May
11, 2004
No
Blank Cheque for the RAV Line
Premier
Gordon Campbell said that TransLink's
decision to reject the RAV
Line baffles him. The failure of yet another P3
experiment must be an embarrassment for the Premier. According
to Campbell, the "BAFO"
(best and final offer proposals) process should have been
completed. Campbell reiterated his blind faith that the private
sector would assume the risk and the cost would come down
through negotiation. The truth is that the municipal tax base
would be responsible for the full risk of all cost overruns.

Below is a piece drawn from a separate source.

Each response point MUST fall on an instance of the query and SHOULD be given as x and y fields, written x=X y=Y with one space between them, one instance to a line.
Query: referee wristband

Campbell did not offer to save the municipalities harmless
in exchange for approving his scheme. The RAV Line did not
receive the kind of blank cheque treatment that has been guaranteed
for any overruns the 2010 games may experience. Cost overruns
for RAV would come out of the narrow municipal tax base, mainly
property taxes. Cost overruns for 2010 will come out of the
provincial tax base, including resource revenues.
The Provincial
Government, TransLink (the Greater Vancouver Transportation
Authority) and the Vancouver International Airport Authority
agreed to provide $300 million each to the RAV Project in
2003 dollars. On the eve of TransLink's decision, the federal
government upped its offer to $450 million. How can it be
that regional politicians turned down a total of $1.05 billion
in transit funding from the airport, provincial and federal
authorities? Perhaps it is because they are financially responsible
and know that the project was already in the red before any
of the usual cost overruns associated with tunneling had emerged.
In an
attempt to salvage something from the failed project, some
Campbell apologists attempted to politicize TransLink's decision
with cries that it was based on a flawed decision structure
or on philosophical objections to public-private-partnerships.
The Vancouver Board of Trade's Darcy
Rezac called on Campbell to restructure the TransLink
board so as to include more business interests and to consider
taking over the RAV project. Of course, Rezac was silent on
the point of whether he would also see the province dump cost
overruns onto municipal taxpayers with no democratic process
to authorize the taxation. Rezac is right about one thing,
if Campbell doesn't like the structure of TransLink which
was created by provincial
legislation in 1998, he can change it with a stroke of
his legislative pen. It is likely that Campbell will want
to keep TransLink as a political scapegoat, but to his disappointment,
he may find that the public supports the Board's decision.